John’s Journey to Faith – Kampala, Uganda

Apr 26, 2018 2152

John’s Journey to Faith – Kampala, Uganda

Pr Bonifresh congratulates John after his baptism.

John is 21 years old and studying at a Christian school in Kampala, Uganda. He is the school student captain and a bright student, so much so that the school has allowed him to keep attending even when he could not raise the required school fees.

John is the 7th born in a polygamous family of 12, his mother being the third wife to his father. His father happens to believe in concepts of Traditional African indigenous religions. In his criticism of Christianity, he terms it “mental slavery” sponsored by the “white man”. In fact, he can be described as some kind of an African Traditional religion missionary who will spend time and resources to see that Christianity’s concept of God has no place in the lives of the people around him. This attitude has been operative in his persistent refusal to support his son, simply because he studies in a Christian sponsored institution.

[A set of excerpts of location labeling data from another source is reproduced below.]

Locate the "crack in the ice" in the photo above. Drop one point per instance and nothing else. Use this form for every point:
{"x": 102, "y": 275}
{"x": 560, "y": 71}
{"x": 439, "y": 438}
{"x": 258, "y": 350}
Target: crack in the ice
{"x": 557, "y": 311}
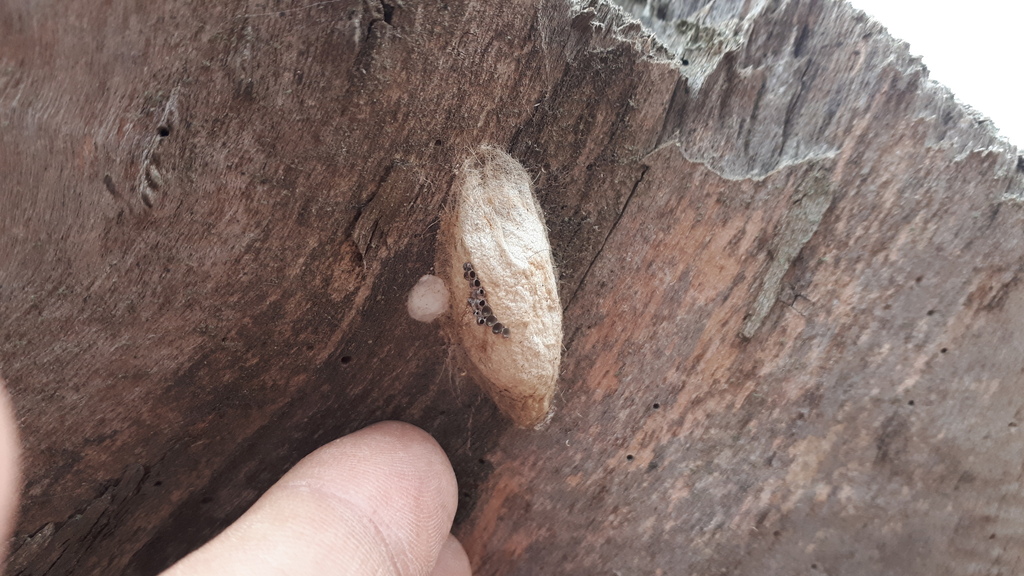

John tells of one rather unfortunate ordeal when he came back from school wearing a Christian cross around his neck. When the father saw it, he immediately grabbed it, threw it in the air and asked “Where is the Christian God now?” to the amazement of the whole family and some neighbours. Several missionaries have tried in vain to talk to John’s father about his need for God and Christ, but such efforts have not born any fruits. Due to his father’s anti-Christian propaganda, his mother and several members of the family seem to have also lost any interest in Christianity. Thus, most of them, feeling that religion is a necessary part of life, have felt that it is better to join Islam which John’s father (even though he doesn’t confesses it either) at least calls “more African” and less “colonialist”.

Thus, although John is the only member of the family to join a college of high ranking, his father regards him as lost and hopeless, although his mother and siblings see some future in him. This attitude from his father has made John shun home relations and especially his own father.

 

“Before I knew it, I was kneeling in front of the preacher asking him to pray for me”

 

When John joined the school, he fell in love with the religious programmes in the institution but says that he was always never sure whether to immerse himself into Christianity or just remain a passive member, lest he annoy his father. And so, although he is praised by colleagues and teachers as a gifted speaker, especially on ethical issues, John did not make a choice for Jesus until the Week of Prayer. He says that before this event,

I had only heard the laws of Christ, which I didn’t have a problem with. But never the love of Christ in the way Pr Bonifresh told it.

On the Friday before the final day of the event, I preached a biographical sermon on the life of Abraham. I expounded on how Abraham rose from a generation of moon worshippers and became the father of faith, inspiring generations of believers. I emphasised the point that anyone can change history by accepting the call of God, because God works with individuals who faithfully accept his call.

John describes the point that drove him “home”,

Then I heard that Abraham moved with his cousin Lot and eventually saved him, but most importantly he helped lay a foundation of true faith for the human race. And that today there could be someone seated in this congregation who needs to rise up like Abraham and begin a new story.

That call literally pulled me to the pulpit and before I knew it, I was kneeling in front of the preacher asking him to pray for me that I may walk Abraham’s journey of faith.

John was later baptised with several other people who equally gave their lives to Christ. He later expressed his gratitude to the organiser and guests saying,

GNU has blessed my life. I feel like Abraham.

John asks GNU to pray for his father and the family at large, that they may know the truth and thus be set free. He has kept in touch with me even after the event, and we meet often to share the Good News.